Reference: Bootstrap

This module computes a Bootstrap procedure on disjoint or sliding block maxima.

Overview

The xtremes.bootstrap module provides tools for performing bootstrap procedures on block maxima. It includes classes and functions for extracting block maxima, resampling, and estimating parameters using Maximum Likelihood Estimation (MLE).

Classes

The FullBootstrap Class

class xtremes.bootstrap.FullBootstrap(initial_sample, bs=10, stride='DBM', dist_type='Frechet')

Bases: object

A class to perform bootstrapping of Maximum Likelihood Estimates (MLE) for Fréchet or GEV distributions.

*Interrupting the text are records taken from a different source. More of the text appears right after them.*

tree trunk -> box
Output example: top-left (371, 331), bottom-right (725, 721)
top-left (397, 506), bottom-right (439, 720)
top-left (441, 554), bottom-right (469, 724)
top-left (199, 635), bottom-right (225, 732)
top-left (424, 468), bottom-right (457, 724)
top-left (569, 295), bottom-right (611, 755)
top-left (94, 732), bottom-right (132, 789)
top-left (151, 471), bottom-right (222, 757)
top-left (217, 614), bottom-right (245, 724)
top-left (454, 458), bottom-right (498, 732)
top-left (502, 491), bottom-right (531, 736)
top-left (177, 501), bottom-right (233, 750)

This class performs block maxima extraction from an initial sample using either disjoint or sliding blocks. It applies a bootstrap resampling procedure to estimate the variability of the MLE parameters for the specified distribution type (Fréchet or GEV). The bootstrap method is parallelized for efficiency and supports reproducibility through optional seed setting.

Parameters

initial_samplelist or numpy.ndarray

The initial dataset from which block maxima will be extracted and bootstrapped.

bsint, optional

Block size for the block maxima extraction. Default is 10.

stride{‘DBM’, ‘SBM’}, optional

Stride type for block maxima extraction: - ‘DBM’ (Disjoint Block Maxima): Non-overlapping blocks. - ‘SBM’ (Sliding Block Maxima): Overlapping blocks. Default is ‘DBM’.

dist_type{‘Frechet’, ‘GEV’}, optional

Distribution type to estimate the parameters for: - ‘Frechet’: Estimate parameters for the 2-parametric Fréchet distribution. - ‘GEV’: Estimate parameters for the 3-parametric Generalized Extreme Value (GEV) distribution. Default is ‘Frechet’.

Attributes

circmaxslist

The block maxima extracted from the initial sample using the specified block size and stride.

datahos.Data

The hos.Data object containing the original dataset and its MLE results.

MLEvalsnumpy.ndarray

The MLE estimates from the original dataset before bootstrapping.

valuesnumpy.ndarray

MLE estimates for each bootstrap sample after running the run_bootstrap method.

statisticsdict

Dictionary containing summary statistics (mean and standard deviation) of the bootstrap estimates.

Methods

run_bootstrap(num_bootstraps=100, set_seeds=False, max_workers=1)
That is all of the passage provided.